My engineering leadership circle met yesterday, and like usual, we talked about our current challenges before segueing into a deeper discussion. This time, Jack Danger brought up the challenge of measuring engineering impact, which is a fascinating topic that most engineering leaders have to tackle.
Measures of engineering impact are not Accelerate’s measures of developer productivity: lead time, batch size, failure rate, and time to revert. Those measures support understanding and optimizing your development process but aren’t very effective at grading business impact. That’s partially because there are many ways to score highly against those measures without creating much business impact, and partially because they don’t resonate much with folks outside of the engineering organization. (Conflating efficiency with impact is also my general frustration with the current crop of manager tooling attempting to measure developer meta-productivity.)
Some examples of how organizations measure engineering impact:
- Amazon: # press releases (h/t Jack Danger)
- Square: # new billable features (h/t Jack Danger)
- Gusto: # competitive advantages created, # competitive advantages improved, # table stake features (h/t Jack Danger)
- Uber: # projects* shipped per quarter per team. Projects are not just product-focused: migrations, tech debt removal all count as projects, as long as they have an impact on the team (h/t Gergely)
Looking at the Amazon, Square, Gusto, and Uber impact measures, there are a few characteristics that make them effective:
- They’re straightforward–if you buy into the trope that leadership is mostly about repetition, then these are the sorts of measures that you can recite at the start of every org meeting without taking up too much time. They don’t take much explanation to convey
- They center on continued innovation, which is the implicit religion of growth-oriented businesses. There are many valid concerns with the innovation emphasis, but these goals correctly align with their companies’ values that emphasize creation over sustenance
- They are relatively difficult to “game” in dysfunctional ways as long as they’re used by a hands-on leadership team. Most of those would be easy to detect over time–if you release a very mediocre press release, people will notice that and take corrective action
They’re not perfect, but I’m pretty confident any engineering organization with more than one layer of management would be better off having something along these lines than not having them.
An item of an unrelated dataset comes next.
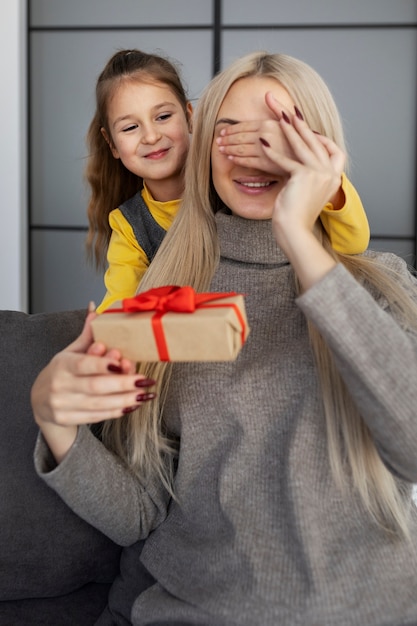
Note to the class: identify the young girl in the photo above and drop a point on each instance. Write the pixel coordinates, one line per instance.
(291, 468)
(138, 140)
This sort of goal is to some extent your minimum viable engineering strategy.
Personally, I’ve also spent a bunch of time thinking on this topic, and within Calm Engineering, we’ve been doing something similar for the past year, with a focus on:
- # big bets - these are new, differentiated features released to users. While some parts of this are a shared goal across pretty much all organizations within the company, we hold ourselves accountable as one of (if not the) core constraints to delivery
- # experiments - how many features and optimizations have we tested, with a target distribution for winning, neutral, and losing outcomes. There is a set target to help balance quantity and ambition
- # fires - how many incidents have we had? We’re not trying to drive this to a target, rather are trying to avoid a slope change. Overall, I do believe fires are important to factor into overall productivity as a countervailing measure
- 1-2 technical investments: how many technical investments or explorations are we doing? Organizations have a limited bandwidth to absorb technical changes, so we grade ourselves on having a few but not many
Comparing Calm’s to those used by the other companies above, the obvious flaw is that they’re simply too many and too complex. I think this is mostly just a matter of optics, as Square and Amazon obviously track more than one measure of impact, it’s just a matter of different granularities.
Shifting topics a bit, it’s also interesting to think about how measuring engineering impact does or doesn’t simplify the problem of measuring infrastructure engineering impact. The challenge of measuring infrastructure impact consumed much of my last two years at Stripe, as I pursued the goal of right-sizing infrastructure investment relative to infrastructure impact.
That topic led to several explorations on how to measure impact within an organization whose primary contribution is enablement:
One way or another, all of these approaches have rough edges. Some folks argue that infrastructure organizations should measure themselves as if they were Heroku: user adoption, reliability, cost to serve, etc. I’ve tried that: it’s a beautiful dream and parts of it work. The biggest challenge is that infrastructure groups typically become their company’s vehicle for enforcing various global trade offs like GDPR, data locality, security, high-availability, and so on.
In organizations that reward or tolerate local optimization, infrastructure groups become the unwilling avatar of global optimization and are frequently the intermediary between company goals (e.g. GDPR compliance) and misaligned pockets of locally optimizing users. You can grade that infrastructure group on user satisfaction, but in practice these are users that you would fire as an independent company (or more likely would have never bought your services to begin with), so it’s a bit of an awkward exercise.